Legal Developments: Income Tax Act

 

Drawing the Line Between Audits and Investigations: The “Predominant Purpose” Test in R. v. Jarvis and R. v. Ling

 

Sections 231.1 and 231.2 of the Income Tax Act (ITA) permit Canada Revenue Agency (CRA) to conduct an audit. The ITA permits auditors to carry out a warrantless search and seizure, demand information or the production of documents, and compel the taxpayer to assist the CRA in their own audit. Taxpayers are required to provide reasonable assistance, allow the auditor to inspect books, records, and answer proper questions. This power is available to CRA for a non-investigatory purpose, to determine tax liability.

 

However, as soon as CRA’s predominant purpose in acquiring information from or about the taxpayer becomes an investigation to determine criminal liability, the taxpayer is no longer compelled to provide reasonable assistance to CRA. As soon as the audit becomes an investigation, all of the taxpayer’s fundamental rights protected by the Canadian Charter of Rights and Freedoms (Charter) are engaged, including the right against self-incrimination pursuant to section 7 of the Charter, and the right to be secure against unreasonable search and seizure pursuant to section 8 of the Charter.

 

CRA is required to refer files from an audit to an investigative division once it is determined that the taxpayer has or may have criminal liability for such offences as tax evasion or submitting false documents. However, this referral does not always occur. In some cases, CRA auditors continue to maintain the guise of an audit when, unbeknownst to the taxpayer, they are in fact conducting an investigation into the taxpayer’s criminal liability.
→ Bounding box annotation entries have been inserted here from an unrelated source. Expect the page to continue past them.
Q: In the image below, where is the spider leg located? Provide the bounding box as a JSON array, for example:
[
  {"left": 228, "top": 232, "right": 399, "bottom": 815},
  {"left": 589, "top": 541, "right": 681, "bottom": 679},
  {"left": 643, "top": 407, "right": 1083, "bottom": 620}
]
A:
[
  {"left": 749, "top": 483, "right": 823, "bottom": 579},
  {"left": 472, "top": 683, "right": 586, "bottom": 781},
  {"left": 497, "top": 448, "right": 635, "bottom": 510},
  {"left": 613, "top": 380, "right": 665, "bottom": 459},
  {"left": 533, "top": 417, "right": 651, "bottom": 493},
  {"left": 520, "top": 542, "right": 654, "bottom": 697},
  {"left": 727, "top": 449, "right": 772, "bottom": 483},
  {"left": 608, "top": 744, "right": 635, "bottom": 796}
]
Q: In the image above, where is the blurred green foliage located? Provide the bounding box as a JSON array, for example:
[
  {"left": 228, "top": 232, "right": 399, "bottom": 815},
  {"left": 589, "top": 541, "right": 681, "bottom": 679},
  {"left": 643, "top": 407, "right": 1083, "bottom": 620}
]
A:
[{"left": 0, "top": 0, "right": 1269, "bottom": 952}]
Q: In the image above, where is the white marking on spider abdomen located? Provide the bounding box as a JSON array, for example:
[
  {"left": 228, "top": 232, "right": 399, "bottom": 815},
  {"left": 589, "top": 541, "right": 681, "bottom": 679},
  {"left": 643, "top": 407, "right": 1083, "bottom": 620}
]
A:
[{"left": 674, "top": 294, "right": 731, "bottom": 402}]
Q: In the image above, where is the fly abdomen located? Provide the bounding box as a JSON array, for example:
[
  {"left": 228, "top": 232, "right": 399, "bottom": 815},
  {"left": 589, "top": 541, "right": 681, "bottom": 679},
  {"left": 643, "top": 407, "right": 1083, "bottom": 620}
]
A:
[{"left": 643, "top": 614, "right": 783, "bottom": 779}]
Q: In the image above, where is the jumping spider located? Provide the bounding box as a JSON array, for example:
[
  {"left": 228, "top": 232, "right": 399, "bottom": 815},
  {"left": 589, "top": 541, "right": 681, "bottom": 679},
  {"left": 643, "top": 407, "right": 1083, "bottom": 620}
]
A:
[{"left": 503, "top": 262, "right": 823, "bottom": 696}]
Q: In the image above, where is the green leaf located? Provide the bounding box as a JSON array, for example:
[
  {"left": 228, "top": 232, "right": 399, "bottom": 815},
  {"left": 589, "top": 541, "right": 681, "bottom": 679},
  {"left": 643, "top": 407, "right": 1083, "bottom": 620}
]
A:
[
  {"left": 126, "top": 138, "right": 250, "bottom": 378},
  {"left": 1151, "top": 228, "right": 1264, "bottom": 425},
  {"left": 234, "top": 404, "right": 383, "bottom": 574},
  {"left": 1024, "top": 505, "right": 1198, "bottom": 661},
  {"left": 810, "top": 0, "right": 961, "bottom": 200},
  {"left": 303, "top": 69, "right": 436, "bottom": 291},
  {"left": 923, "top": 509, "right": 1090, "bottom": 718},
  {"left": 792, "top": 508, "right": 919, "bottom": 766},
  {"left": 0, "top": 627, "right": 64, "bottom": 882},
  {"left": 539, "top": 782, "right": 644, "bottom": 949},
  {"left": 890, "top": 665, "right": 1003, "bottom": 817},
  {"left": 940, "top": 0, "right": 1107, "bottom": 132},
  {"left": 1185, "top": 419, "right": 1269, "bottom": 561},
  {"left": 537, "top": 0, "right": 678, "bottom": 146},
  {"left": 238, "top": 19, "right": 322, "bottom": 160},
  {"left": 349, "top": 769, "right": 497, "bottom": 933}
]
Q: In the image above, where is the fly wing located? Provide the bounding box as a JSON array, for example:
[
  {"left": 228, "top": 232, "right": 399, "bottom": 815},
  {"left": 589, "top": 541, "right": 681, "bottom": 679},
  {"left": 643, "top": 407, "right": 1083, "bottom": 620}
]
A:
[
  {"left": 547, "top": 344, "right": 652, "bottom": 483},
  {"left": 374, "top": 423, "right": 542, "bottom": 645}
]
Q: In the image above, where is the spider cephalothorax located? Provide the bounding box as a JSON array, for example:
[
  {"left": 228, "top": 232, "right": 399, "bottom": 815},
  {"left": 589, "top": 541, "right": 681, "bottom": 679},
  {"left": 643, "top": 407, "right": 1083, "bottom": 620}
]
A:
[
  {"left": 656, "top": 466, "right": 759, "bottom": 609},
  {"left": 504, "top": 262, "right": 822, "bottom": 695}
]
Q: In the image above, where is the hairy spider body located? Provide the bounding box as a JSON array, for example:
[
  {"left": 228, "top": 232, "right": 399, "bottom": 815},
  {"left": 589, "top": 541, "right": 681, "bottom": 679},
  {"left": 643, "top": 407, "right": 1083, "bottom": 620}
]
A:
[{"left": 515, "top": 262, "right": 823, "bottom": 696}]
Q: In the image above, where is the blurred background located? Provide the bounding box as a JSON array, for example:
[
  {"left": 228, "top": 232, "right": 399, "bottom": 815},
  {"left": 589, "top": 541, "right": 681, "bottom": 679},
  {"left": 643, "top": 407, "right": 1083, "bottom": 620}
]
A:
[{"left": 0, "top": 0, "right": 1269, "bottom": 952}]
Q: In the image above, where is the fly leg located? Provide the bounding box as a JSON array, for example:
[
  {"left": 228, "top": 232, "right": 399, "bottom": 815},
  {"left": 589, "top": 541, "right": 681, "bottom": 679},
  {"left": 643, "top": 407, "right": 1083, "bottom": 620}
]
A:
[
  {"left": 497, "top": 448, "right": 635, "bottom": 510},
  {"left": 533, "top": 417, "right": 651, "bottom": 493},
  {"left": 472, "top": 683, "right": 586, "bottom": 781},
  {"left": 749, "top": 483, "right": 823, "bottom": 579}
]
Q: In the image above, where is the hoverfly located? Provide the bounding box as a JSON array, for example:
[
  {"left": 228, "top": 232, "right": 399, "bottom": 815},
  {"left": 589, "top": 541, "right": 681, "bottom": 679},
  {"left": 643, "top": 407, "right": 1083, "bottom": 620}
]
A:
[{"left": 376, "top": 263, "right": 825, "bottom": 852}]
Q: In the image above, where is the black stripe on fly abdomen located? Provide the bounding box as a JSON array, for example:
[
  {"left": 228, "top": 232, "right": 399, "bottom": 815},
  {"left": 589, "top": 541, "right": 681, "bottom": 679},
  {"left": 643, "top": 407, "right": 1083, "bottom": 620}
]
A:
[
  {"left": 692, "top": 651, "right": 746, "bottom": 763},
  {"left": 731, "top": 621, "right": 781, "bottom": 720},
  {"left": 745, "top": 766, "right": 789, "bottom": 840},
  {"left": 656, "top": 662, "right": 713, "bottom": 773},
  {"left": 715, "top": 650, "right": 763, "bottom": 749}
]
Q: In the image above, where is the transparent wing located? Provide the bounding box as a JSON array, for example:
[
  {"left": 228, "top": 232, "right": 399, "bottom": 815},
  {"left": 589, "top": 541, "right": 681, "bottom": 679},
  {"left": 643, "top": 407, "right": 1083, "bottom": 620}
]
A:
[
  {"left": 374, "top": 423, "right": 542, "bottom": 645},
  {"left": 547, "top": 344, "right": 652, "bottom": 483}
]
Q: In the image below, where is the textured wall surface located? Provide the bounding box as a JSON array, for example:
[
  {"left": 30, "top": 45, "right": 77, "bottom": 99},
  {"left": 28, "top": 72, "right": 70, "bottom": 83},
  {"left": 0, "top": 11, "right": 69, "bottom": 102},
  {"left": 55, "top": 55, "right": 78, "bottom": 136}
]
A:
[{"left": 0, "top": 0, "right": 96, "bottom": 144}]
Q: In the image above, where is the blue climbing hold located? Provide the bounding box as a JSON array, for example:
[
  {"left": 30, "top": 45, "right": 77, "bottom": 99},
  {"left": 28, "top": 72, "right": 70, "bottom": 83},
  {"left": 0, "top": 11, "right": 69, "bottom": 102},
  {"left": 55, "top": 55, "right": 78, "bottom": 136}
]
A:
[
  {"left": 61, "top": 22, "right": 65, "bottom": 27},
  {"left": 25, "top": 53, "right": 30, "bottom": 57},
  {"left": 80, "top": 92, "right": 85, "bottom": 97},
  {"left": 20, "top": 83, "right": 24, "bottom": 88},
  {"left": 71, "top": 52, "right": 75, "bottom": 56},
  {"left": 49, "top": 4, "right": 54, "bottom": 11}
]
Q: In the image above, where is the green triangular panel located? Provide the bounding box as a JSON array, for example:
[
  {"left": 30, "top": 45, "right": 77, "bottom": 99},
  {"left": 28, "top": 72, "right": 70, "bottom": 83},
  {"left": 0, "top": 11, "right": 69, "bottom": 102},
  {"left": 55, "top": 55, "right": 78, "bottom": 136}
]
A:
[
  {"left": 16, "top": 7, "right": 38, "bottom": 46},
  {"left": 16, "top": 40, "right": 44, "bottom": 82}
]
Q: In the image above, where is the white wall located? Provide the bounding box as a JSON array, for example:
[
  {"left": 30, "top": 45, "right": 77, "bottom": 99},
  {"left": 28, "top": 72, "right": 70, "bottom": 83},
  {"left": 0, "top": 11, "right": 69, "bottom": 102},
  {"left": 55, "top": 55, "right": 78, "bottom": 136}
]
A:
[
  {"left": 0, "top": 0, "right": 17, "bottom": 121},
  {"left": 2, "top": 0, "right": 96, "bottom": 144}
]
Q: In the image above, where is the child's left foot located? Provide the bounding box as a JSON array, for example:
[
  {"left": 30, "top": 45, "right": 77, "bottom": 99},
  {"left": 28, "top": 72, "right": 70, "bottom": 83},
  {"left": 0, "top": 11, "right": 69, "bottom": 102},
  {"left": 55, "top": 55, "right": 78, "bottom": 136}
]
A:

In 2002, the Supreme Court of Canada released two judgments: R. v. Jarvis [2002] 3 S.C.R. 757 and R. v. Ling [2002] 3 S.C.R. 814. Jarvis and Ling established a test to distinguish between audits to determine tax liability, and investigations to determine criminal liability. Courts are required to look at a number of factors, including:

 

     a. Did the authorities have reasonable grounds to lay charges? Does it    

         appear from the record that a decision to proceed with a criminal

         investigation could have been made?

 

     b. Was the general conduct of the authorities such that it was consistent

         with the pursuit of a criminal investigation?

 

     c. Had the auditor transferred his or her files and materials to the

         investigators?

 

     d. Was the conduct of the auditor such that he or she was effectively

         acting as an agent in the collection of evidence?

 

     e. Does it appear that the investigators intended to use the auditor as

         their agent in the collection of evidence?

 

     f. Is the evidence sought relevant to taxpayer liability generally, or is the  

        evidence relevant only to the taxpayer’s criminal liability?

 

     g. Are there any other circumstances or factors that can lead the trial

         judge to the conclusion that the compliance audit had in reality

         become a criminal investigation?

 

This is what is known as the “predominant purpose” test. Once the predominant purpose of the audit transforms into an investigation, statements can no longer be compelled via section 231.1 of the ITA, documents cannot be seized and examined without a search warrant, and no documents can be required of the taxpayer or third party for the purpose of establishing criminal liability. Any statements or documents obtained under the guise of an audit when the “predominant purpose” is to investigate criminal liability may be excluded from evidence by the Courts.